Окончив восьмилетку, Костя пошел в колхоз - наравне с мужиками вручную косил сено, был и водовозом, объездчиком, лесничим. Сам себе готовил обеды, обрабатывал огород, стирал и штопал. Многие хуторяне стали подмечать в нем одну чудаковатость: хотя Костя был не ленив и работал за троих, жил он скудно, все у него как-то уплывало на сторону. Выкопав по осени картошку, многие старались свезти ее в Ейск либо в Ростов на базар и там сбыть подороже, Костя же сдавал ее в кооперацию по государственным ценам. Соседи потом сравнивали его и свою выручку, усмехались: "Ну и чудак. Сам себя под корень рубит".

Была ли здесь какая-либо связь, но после отъезда Арины на Север Костя затосковал и однажды продал хату первому попавшемуся покупателю и поселился в сторожке, опять вызвав неодобрительные толки о себе, о своем неумении жить. С переменой жилья в нем и обнаружилась страсть распознавать и собирать полезные травы. Днями он бродил в лугах вокруг сторожки в поисках какогонибудь диковинного растения либо цветка и, когда находил его, радовался, как ребенок.

Собирание трав, бывало, настолько захватывало Костю, что он как бы сам растворялся в природе, становился малой частью ее, живой каплей в полыхающем море трав и цветов.
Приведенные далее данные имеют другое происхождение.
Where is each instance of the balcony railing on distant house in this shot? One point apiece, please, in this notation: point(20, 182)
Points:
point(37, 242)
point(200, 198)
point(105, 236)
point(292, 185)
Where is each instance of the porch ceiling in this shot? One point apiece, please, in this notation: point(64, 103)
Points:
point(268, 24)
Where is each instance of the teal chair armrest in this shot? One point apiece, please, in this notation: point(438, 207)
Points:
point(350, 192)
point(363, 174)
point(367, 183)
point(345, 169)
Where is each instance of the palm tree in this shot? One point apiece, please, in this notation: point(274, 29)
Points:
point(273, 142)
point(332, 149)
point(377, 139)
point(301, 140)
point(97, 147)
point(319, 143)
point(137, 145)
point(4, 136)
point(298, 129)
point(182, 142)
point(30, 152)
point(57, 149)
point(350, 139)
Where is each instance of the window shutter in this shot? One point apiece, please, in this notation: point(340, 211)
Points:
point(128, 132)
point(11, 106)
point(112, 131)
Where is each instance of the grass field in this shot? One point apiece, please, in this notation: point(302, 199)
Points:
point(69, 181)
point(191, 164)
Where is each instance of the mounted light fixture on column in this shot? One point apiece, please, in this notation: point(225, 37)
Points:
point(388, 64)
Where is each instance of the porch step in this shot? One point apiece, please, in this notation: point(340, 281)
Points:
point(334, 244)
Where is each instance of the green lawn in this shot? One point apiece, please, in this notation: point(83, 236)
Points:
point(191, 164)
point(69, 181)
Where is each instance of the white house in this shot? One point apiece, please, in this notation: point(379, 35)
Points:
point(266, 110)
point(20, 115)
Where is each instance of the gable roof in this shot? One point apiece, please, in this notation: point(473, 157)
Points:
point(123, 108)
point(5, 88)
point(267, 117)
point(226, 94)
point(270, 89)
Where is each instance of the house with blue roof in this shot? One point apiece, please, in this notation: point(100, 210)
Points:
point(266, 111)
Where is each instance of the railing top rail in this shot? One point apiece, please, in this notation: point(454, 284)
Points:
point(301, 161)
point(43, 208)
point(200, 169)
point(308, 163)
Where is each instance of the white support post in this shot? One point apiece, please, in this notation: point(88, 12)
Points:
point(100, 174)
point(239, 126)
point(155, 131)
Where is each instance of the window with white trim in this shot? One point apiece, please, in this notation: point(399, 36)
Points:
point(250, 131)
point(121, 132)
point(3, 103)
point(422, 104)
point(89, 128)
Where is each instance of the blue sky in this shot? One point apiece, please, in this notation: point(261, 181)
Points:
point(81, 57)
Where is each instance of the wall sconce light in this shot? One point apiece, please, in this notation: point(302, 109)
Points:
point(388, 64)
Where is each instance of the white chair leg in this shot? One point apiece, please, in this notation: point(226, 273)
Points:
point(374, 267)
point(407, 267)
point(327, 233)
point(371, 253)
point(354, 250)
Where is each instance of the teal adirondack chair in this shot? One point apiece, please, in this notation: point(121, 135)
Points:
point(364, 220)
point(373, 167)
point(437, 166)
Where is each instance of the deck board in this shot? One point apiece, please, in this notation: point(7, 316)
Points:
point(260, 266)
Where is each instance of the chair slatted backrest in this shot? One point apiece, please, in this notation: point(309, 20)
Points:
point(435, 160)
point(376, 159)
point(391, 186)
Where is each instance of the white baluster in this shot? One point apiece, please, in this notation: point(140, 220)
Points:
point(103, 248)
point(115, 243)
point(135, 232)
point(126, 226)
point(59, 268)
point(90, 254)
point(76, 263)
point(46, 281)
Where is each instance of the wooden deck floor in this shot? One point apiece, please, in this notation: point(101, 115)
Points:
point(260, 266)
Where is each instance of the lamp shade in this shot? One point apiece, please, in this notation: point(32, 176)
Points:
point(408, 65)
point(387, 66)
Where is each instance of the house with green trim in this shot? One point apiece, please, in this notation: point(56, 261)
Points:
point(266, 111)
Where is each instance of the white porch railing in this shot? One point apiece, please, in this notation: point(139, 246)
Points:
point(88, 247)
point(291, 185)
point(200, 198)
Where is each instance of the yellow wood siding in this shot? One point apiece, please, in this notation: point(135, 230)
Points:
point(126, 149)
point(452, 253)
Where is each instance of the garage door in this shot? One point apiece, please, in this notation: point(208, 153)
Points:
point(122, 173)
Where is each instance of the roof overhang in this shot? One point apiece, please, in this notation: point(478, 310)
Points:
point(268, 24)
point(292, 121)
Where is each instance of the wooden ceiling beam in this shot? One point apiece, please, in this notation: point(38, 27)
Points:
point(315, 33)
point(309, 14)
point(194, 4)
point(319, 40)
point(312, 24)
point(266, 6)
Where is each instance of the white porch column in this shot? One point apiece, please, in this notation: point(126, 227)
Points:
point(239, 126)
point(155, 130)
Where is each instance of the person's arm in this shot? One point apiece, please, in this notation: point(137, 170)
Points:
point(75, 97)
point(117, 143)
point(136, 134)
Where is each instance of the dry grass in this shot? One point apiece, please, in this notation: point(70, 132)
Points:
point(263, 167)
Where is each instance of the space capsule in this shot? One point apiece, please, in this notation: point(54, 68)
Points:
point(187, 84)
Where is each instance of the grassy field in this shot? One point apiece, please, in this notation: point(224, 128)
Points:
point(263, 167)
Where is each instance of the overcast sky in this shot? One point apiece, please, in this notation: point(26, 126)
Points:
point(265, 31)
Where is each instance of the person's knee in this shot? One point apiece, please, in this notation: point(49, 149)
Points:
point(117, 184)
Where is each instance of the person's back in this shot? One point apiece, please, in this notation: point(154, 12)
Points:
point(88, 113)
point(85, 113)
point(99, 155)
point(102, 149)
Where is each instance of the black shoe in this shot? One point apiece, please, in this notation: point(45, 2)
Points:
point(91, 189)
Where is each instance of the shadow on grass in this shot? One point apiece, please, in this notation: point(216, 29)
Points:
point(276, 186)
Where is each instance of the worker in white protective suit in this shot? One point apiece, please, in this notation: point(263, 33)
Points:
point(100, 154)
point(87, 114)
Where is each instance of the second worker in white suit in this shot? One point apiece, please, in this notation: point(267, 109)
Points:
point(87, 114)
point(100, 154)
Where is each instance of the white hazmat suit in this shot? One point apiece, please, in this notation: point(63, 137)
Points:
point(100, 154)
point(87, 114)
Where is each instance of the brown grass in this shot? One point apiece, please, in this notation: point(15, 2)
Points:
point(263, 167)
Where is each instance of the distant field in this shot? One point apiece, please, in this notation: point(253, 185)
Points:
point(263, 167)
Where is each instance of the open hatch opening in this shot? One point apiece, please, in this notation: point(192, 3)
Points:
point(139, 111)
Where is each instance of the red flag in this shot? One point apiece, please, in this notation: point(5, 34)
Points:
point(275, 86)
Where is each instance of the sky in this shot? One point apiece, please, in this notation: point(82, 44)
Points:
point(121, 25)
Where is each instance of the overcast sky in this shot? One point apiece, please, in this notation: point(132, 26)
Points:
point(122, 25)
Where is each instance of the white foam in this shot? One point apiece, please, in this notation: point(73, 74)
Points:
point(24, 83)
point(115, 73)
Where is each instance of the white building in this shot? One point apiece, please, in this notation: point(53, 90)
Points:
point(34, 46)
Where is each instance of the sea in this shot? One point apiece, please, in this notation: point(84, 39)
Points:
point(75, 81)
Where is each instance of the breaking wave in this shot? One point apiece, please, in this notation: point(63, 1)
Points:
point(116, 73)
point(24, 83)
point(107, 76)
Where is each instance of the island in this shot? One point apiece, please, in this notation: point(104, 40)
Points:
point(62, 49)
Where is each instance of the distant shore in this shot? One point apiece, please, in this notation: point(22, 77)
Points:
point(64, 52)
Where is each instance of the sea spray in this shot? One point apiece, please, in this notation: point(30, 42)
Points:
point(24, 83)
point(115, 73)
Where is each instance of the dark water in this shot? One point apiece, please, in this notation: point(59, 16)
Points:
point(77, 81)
Море захлестывало его беспрестанно меняющимися оттенками, опьяняло запахами. Сливаясь с небом, землей и солнцем, он испытывал почти божественный, невыразимый трепет в душе, тот редкий восторг, который, может быть, и есть не что иное, как человеческое счастье.

Со временем Костя научился улавливать в сложном аромате луга запах каждого в отдельности цветка и по нему определять местонахождение того или иного вида.

И когда он добился этого, то решил углубить работу, придать ей практическую цель. В сторожке, на сколоченных деревянных полках, появились склянки с настойками, высушенные цветки, корневища трав, листья, плоды шиповника. Теперь он жил среди трав в продолжение всего года. В сторожку стали наведываться больные. Он давал им обстоятельные советы из книг о приготовлении лекарств, о способах лечения и щедро награждал травами. Все реже Костя испытывал одиночество, день и ночь наблюдая за сохранностью коллекции.

Вернувшись от Арины, Костя, по давней привычке, несколько раз обошел вокруг буртов, послушал умиротворенный шум реки. Потом, не раздеваясь, упал на кровать, забылся в беспокойном сне. Привиделась ему бурная, предгрозовая Уля, в крутых берегах, с белой водой. Они купались, счастливо обдавая друг друга брызгами, - молодые, красивые, здоровые телом. Арина с размаху кинулась в набежавшую волну, нырнула в кипящий бурун и, плавно изгибаясь, всплыла перед тем берегом.